The network extends over the country with more than 50 points of presence and is based on a fibre-optic infrastructure with a capacity of 20 Gbit/s. The interconnection with the Internet is achieved by multiple 100 Gbit/s connections to the GÉANT network (which is managed by the company DANTE, of which Consortium GARR is a shareholder) and 2.5 Gbit/s connections to the commercial operators Level 3 Communications and Cogent, as well as various links to different regional networks. Peering is mainly done at the Internet exchange points MIX (200 Gbit/s), NaMeX (100 Gbit/s), TOP-IX (2 Gbit/s) and VSIX (1 Gbit/s), which are located in Milan, Rome, Turin, Florence and Padua, respectively. The next-generation GARR-X network has a backbone and user connections that are mostly based on a fibre-optic infrastructure lit and managed by GARR itself. The entire GARR network provides both IPv4 and IPv6.

==Services for users==
GARR offers its user community a range of services with a high innovation level. Some of these services are related to the operations and use of the network, while others are application services for end-users.
- GARR Vconf is a videoconferencing service that allows to connect up to 40 locations simultaneously. GARR Vconf is a free service for all users in the Italian academic and research community.
- GARR IDEM AAI is the Authentication and authorization infrastructure that simplifies access to online resources through the use of a standard authentication procedure. The federated identity approach allows users from organisations that are part of IDEM to use their home credentials also when accessing resources of other organisations.
- eduroam is a service that allows access to wireless networks in the university and research environment in the entire world without requesting specific credentials from the host organisation. eduroam is a registered trademark of TERENA, which coordinates the worldwide deployment. It is based on a federated approach and is widely deployed in Europe, North America and parts of the Asia-Pacific region, Latin America and Africa.
- GARR NRENUM VOIP - in the context of IP telephony, GARR administers the Italian number block +39 as part of TERENA's ENUM service NRENum.net in the research network environment, and advises on and directs the implementation of Voice over IP.

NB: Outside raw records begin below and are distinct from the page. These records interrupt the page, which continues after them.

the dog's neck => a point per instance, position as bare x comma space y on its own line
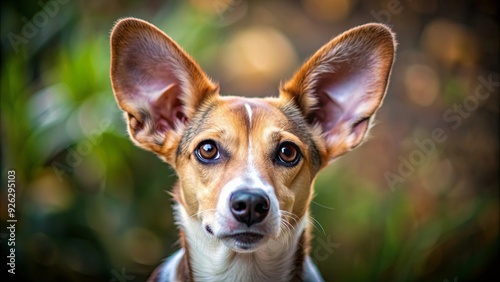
281, 259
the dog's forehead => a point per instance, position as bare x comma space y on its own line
251, 109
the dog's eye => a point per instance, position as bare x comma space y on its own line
207, 151
288, 154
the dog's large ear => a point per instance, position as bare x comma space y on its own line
342, 85
156, 84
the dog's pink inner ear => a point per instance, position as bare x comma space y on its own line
343, 84
345, 100
154, 81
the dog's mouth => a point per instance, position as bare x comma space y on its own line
244, 241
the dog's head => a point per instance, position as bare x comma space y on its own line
246, 166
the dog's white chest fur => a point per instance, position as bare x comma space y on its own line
213, 261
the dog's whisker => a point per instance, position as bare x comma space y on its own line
316, 223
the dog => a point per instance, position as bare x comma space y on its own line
246, 166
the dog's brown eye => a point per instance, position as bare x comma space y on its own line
207, 151
288, 154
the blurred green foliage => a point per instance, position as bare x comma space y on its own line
90, 205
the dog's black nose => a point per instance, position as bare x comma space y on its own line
249, 206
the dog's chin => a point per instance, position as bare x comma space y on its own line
244, 242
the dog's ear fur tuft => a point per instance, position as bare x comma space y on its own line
342, 85
155, 82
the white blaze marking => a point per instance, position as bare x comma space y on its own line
249, 111
250, 157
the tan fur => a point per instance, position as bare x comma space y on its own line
185, 109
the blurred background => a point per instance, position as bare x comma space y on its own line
418, 202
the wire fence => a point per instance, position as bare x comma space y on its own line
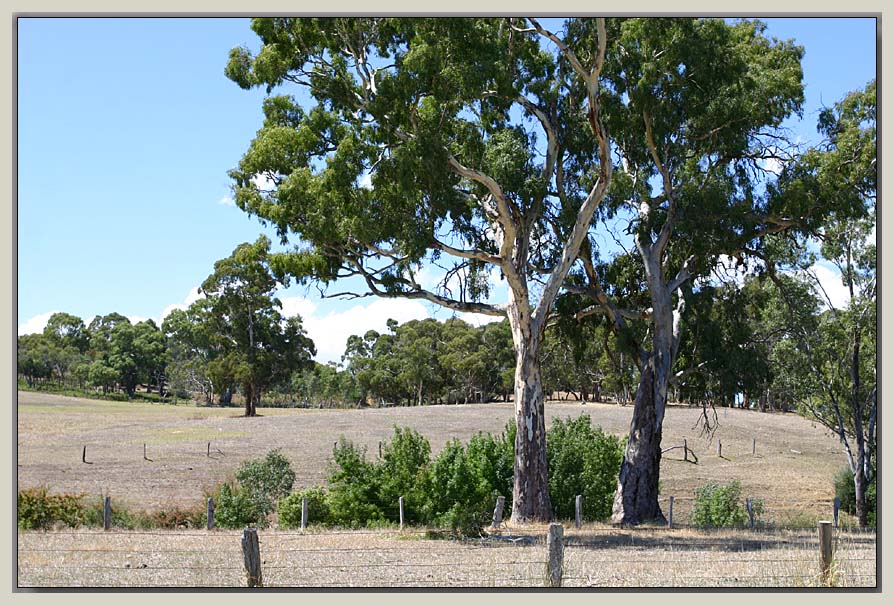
592, 557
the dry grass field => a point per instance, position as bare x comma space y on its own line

- GARR-NOC is the Network Operations Center responsible for the management and operations of the network infrastructure. Its activities include fault management, link activation and the collection and publication of traffic data statistics. For this purpose, GARR has created the GARR Integrated Network Suite that is able to monitor the performance of the network at every level of the infrastructure in real time, simplifying troubleshooting and enabling interoperability with other systems.
- GARR-LIR and GARR-NIC are services for the registration of .it and .eu domain names and for the assignment and management of IP addresses.
- GARR-CERT is a CSIRT with the task of assisting GARR users in the field of computer security, managing risks and preventing incidents.
- GARR-SCARR is a new service to perform vulnerability tests on the machines of the GARR network by making a series of repeated scans on request.
- GARR-CA is a Certificatie Authority service that issues and server certificates as part of the TERENA Certificate Service. The use of digital certificates is required to sign and encrypt documents and to protect and certify the authenticity of sites.
- GARR MIRROR is a service for the distribution of the most used open source software available on the Internet. The archive of the GARR ftp-mirror has a 120 terabytes of pre-RAID capacity.
- GARR USENET NEWS provides the Italian feed and part of the international feed of Usenet news to managers of local news servers.